# Induction Problem

1. May 9, 2008

### dtl42

1. The problem statement, all variables and given/known data
Prove by induction. The sum from 1 to n of $$\frac{1}{\sqrt{i}}$$ $$\geq$$ $$\sqrt{n}$$.

2. Relevant equations
none.

3. The attempt at a solution
I verified the base case, and all of that, I just can't get to anything useful.

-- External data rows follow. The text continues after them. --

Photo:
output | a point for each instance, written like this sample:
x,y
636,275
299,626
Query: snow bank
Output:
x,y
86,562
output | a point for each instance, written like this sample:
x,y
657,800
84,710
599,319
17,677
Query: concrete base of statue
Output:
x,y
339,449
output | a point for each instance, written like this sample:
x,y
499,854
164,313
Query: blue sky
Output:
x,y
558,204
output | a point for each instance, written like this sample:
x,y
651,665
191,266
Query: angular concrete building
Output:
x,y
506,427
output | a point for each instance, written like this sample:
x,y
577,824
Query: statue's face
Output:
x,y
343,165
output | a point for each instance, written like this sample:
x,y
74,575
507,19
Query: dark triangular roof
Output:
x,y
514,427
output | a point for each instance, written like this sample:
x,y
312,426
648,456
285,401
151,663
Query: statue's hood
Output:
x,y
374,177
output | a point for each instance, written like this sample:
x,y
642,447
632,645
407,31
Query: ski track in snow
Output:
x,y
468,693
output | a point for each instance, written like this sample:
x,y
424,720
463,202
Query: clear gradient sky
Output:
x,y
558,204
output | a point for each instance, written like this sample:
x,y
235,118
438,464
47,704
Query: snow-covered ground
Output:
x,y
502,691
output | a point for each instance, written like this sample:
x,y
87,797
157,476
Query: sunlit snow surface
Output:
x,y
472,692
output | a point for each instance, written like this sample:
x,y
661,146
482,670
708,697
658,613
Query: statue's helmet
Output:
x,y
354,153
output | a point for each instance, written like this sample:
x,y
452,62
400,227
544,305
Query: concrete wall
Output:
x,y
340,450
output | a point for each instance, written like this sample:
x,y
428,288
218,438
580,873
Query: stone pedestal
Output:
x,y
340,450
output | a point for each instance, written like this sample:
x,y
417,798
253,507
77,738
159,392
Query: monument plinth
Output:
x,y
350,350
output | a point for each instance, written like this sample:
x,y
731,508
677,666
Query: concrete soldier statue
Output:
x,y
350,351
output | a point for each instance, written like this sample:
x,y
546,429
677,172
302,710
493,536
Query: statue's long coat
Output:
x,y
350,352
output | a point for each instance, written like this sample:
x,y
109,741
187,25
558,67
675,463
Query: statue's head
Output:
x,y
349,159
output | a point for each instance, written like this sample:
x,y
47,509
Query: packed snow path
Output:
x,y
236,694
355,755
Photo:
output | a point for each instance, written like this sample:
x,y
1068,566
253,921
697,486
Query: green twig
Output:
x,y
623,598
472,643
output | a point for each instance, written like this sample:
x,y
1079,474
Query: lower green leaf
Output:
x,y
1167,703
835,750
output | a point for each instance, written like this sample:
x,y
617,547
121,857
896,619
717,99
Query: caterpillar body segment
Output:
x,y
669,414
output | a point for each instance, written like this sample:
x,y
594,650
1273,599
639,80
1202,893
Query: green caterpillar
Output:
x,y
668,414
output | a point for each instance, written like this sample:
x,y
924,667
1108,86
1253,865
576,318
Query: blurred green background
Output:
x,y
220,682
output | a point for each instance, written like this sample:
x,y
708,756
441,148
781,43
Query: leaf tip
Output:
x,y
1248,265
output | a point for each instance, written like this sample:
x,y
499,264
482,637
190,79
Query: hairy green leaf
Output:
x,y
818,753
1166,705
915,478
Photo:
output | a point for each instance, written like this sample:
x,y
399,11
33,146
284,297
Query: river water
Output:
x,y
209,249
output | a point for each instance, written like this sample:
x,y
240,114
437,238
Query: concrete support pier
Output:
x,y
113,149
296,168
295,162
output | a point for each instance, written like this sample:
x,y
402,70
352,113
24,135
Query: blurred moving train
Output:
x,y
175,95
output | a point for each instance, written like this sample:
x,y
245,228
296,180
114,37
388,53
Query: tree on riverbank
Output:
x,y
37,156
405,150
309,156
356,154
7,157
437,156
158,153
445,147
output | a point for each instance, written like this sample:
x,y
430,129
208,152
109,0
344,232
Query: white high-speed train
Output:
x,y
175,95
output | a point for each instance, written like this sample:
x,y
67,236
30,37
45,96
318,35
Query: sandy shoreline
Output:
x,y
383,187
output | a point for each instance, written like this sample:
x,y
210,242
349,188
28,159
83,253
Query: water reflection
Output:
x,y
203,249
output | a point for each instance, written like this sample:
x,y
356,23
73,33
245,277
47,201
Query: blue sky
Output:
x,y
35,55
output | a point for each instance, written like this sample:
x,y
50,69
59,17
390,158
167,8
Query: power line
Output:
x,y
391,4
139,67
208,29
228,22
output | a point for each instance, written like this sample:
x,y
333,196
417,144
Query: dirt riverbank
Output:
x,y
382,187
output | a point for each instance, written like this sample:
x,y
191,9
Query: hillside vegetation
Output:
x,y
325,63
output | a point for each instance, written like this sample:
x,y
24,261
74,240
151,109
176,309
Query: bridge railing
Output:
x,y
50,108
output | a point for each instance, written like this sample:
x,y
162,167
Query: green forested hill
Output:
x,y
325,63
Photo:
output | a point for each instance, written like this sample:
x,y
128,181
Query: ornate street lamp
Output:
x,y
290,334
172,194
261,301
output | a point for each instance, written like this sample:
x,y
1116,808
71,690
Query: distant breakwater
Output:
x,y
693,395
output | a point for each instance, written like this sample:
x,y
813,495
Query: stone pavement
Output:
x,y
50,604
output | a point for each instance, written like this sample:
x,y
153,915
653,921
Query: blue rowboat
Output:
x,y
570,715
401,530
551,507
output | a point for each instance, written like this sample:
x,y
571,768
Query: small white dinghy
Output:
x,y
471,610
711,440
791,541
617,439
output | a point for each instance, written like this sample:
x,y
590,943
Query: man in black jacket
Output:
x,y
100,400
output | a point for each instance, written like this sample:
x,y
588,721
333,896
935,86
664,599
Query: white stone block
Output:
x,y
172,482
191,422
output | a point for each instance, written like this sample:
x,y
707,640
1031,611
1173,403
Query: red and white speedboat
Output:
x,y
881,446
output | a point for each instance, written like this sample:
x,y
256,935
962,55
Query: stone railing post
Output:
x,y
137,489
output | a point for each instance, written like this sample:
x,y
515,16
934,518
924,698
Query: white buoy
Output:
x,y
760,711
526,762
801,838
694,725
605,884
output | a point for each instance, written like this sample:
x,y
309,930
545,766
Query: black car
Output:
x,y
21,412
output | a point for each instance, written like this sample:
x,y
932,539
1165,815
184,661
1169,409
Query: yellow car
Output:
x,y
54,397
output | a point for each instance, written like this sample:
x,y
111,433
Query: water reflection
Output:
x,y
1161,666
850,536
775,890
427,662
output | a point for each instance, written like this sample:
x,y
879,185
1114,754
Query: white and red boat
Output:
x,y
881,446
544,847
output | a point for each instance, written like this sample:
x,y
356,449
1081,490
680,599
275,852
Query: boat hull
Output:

I tried expanding the sum and adding the $$\frac{1}{\sqrt{n+1}}$$ but it didn't come to anything useful.

Thanks

2. May 9, 2008

### Tedjn

What have you gotten after adding the $1/\sqrt{n+1}$ ? What would you like the numerator of the fraction to be after combining?

3. May 10, 2008

### Kurret

after the induction assumption you have to prove the inequality:
$$\sum_{i=1}^n {\frac{1}{\sqrt{i}}}+\frac{1}{\sqrt{n+1}} \geq \sqrt{n+1}$$
given that $$\sum_{i=1}^n {\frac{1}{\sqrt{i}}} \geq \sqrt{n}$$

Last edited: May 10, 2008
4. May 10, 2008

### HallsofIvy

Staff Emeritus
Assuming $$\sum_{i=1}^n {\frac{1}{\sqrt{i}}} \geq \sqrt{n}$$. $$\sum_{i=1}^n {\frac{1}{\sqrt{i}}}+\frac{1}{\sqrt{n+1}} \geq \sqrt{n}+ \frac{1}{\sqrt{n+1}}$$
Adding those, $$\sqrt{n}+ \frac{1}{\sqrt{n+1}}=\frac{\sqrt{n^2+ n}+1}{\sqrt{n+1}}$$
that's what you want if $$\sqrt{n^2+ n}+ 1\ge \sqrt{n+1}$$ and that should be easy to prove.